Budget optimism spurs Wall Street rally

2012-11-20 07:41

New York - US stocks bounced higher for a second consecutive session on Monday as investors were encouraged by the early atmosphere surrounding talks to tackle the nation's fiscal crunch.

Stronger-than-expected earnings from Lowe's and Tyson Foods, as well as encouraging housing data, also contributed to the market's advance. Tyson and Lowe's were the top two percentage gainers on the S&P 500.    

The S&P 500 is up more than 2% in the last two sessions as rhetoric from legislators over the weekend suggests a deal could be reached to stave off the looming "fiscal cliff", a series of tax and spending changes that will begin to take effect in the new year. The two sides are still far apart in negotiations, however.

The benchmark S&P index had fallen 5.3% between Election Day and Friday's rebound, as investors took the opportunity to sell stocks - including some of the year's best performers - just in case Washington cannot come to an agreement and taxes on dividends and capital gains rise in 2013.

"Everyone is quietly breathing a sigh of relief, because frankly, we are no longer looking over the edge of a cliff, we are looking at an opportunity to step back and recalibrate," said Peter Kenny, managing director at Knight Capital in Jersey City, New Jersey.

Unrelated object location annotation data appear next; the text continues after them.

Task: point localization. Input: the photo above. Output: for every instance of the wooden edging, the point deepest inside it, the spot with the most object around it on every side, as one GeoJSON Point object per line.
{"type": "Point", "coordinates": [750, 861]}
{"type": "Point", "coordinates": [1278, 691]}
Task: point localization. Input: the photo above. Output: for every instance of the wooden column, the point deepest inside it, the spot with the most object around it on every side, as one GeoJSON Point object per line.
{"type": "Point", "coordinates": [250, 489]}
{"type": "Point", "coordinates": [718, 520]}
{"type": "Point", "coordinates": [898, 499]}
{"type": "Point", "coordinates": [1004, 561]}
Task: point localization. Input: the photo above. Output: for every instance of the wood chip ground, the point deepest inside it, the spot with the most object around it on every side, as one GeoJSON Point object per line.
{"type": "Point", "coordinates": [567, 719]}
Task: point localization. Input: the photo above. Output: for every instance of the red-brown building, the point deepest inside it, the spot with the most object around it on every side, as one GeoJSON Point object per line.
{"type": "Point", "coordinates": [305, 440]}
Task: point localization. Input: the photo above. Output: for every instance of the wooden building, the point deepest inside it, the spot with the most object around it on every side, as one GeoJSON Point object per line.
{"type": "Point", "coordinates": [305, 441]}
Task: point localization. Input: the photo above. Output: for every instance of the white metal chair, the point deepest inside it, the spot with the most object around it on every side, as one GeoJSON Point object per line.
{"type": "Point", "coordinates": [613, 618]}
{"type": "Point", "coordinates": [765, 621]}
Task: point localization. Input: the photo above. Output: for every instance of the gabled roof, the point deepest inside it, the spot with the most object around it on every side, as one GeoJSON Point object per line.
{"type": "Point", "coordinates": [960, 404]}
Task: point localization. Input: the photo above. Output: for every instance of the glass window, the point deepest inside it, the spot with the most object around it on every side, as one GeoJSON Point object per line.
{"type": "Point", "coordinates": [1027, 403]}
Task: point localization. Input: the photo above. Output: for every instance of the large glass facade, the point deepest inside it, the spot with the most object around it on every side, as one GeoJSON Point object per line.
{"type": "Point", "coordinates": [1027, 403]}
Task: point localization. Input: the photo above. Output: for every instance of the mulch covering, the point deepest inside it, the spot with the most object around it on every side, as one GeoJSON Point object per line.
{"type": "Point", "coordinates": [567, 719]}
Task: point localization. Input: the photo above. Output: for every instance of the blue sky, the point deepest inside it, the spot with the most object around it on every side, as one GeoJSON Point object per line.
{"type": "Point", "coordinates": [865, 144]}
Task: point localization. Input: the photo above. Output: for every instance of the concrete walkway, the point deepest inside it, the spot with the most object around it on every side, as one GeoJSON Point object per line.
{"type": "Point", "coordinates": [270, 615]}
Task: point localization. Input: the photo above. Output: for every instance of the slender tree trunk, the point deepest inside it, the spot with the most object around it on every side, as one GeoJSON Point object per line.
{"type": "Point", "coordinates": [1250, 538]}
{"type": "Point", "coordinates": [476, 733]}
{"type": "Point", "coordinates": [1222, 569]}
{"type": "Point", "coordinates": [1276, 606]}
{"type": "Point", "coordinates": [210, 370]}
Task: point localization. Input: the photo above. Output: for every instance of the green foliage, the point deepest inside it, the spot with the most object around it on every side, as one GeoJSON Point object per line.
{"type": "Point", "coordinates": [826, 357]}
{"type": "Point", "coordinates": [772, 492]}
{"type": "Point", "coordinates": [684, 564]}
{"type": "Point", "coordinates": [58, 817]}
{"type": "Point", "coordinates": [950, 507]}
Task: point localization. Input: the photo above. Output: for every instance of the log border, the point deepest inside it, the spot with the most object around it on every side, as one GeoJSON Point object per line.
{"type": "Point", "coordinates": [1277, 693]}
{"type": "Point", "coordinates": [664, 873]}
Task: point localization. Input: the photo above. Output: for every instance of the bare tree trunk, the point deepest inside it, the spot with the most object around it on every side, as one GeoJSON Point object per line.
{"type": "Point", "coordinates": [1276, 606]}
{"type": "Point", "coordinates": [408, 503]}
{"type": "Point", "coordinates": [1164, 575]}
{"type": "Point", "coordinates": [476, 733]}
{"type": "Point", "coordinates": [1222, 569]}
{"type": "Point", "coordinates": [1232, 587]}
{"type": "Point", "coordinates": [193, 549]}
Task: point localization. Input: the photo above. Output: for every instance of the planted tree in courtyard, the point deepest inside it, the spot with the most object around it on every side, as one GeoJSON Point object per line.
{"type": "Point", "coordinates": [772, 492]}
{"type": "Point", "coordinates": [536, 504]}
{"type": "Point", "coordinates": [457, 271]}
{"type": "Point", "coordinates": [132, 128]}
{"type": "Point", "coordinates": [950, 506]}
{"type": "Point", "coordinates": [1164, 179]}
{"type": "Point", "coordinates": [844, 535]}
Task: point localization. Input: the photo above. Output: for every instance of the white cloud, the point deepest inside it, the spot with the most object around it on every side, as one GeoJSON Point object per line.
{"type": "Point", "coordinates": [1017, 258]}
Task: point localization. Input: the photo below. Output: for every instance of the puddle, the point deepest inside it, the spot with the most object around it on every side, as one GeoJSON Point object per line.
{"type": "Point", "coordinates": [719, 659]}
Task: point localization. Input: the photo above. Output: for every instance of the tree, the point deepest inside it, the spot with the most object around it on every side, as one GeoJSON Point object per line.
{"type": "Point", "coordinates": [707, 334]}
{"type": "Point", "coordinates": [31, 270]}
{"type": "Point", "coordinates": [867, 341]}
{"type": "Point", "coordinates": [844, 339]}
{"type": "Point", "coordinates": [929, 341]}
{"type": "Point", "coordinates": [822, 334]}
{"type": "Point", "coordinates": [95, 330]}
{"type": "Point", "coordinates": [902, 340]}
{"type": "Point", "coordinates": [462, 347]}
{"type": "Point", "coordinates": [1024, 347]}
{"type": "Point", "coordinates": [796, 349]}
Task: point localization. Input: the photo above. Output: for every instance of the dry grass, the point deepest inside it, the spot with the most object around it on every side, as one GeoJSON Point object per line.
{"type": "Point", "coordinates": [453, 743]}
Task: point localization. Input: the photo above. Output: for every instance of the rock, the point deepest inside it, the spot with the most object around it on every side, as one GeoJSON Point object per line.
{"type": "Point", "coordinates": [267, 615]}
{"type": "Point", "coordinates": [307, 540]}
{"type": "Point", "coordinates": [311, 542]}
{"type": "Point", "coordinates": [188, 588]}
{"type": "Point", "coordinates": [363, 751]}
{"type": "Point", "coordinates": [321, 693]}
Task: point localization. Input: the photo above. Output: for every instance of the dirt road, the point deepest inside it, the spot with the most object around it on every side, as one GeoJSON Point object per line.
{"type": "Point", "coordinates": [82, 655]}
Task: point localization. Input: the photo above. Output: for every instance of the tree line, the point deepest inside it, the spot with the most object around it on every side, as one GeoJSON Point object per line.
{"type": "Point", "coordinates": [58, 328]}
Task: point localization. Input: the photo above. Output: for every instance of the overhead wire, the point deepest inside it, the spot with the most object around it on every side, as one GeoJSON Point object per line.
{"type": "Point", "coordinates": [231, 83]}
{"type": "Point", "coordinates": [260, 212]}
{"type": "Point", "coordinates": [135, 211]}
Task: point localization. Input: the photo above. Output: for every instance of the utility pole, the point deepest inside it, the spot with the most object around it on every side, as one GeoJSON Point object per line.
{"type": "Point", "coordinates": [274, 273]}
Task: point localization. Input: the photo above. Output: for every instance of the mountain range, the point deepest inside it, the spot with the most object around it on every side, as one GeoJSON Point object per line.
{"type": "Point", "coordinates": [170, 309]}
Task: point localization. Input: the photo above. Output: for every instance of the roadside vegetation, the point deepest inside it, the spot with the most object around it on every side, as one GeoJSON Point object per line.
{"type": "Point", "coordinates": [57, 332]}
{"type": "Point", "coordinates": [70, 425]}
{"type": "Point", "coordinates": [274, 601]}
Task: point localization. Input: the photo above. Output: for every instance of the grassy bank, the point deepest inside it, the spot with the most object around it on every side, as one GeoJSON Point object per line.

However, the rebound could be a short-lived reprieve from the sharp declines and market volatility could still rise, depending on progress in negotiations. A number of sectors were considered oversold on a technical basis - suggesting a buying opportunity.

"There is no question, what lit the fuse was constructive conversation, constructive talking points out of Washington that has done far more to help the market than anything else - the backdrop is the oversold market," Kenny said.

Monday's advance marked the biggest percentage gain for the S&P 500 since November 6, when the European Central Bank announced a new bond-buying program aimed at containing the region's debt crisis.

Shares of Lowe's, the world's No 2 home improvement chain, jumped 6.2% to $33.96 to hit a 52-week high after the company reported higher-than-expected quarterly profit and raised its full-year sales forecast.

Home improvement chains tend to benefit as housing strengthens. US home resales unexpectedly increased in October, while separate data showed homebuilder sentiment rose to its highest level in over six years in November. 

The PHLX Housing Index rose 1.8%.

The Dow Jones industrial average gained 207.65 points at 12 795.96. The Standard & Poor's 500 Index was up 27.01 points at 1 386.89. The Nasdaq Composite Index was up 62.94 points at 2 916.07.

The S&P edged above its 200-day moving average at around 1 382, which has acted as a resistance level since a drop below the technically significant mark on November 8.

Tyson Foods beat expectations and gave an upbeat forecast, sending its stock up 10.9% to $18.72. 

Intel shares edged higher, up 0.3% to $20.25 after the company said its chief executive will retire in May. 

Commodities prices surged, boosting shares of resource companies. Freeport-McMoRan rose 4.1% to $38.28, while US Steel rose 5.3% to $21.15. The S&P materials sector advanced 2.9% as the best performing of the 10 major S&P sectors.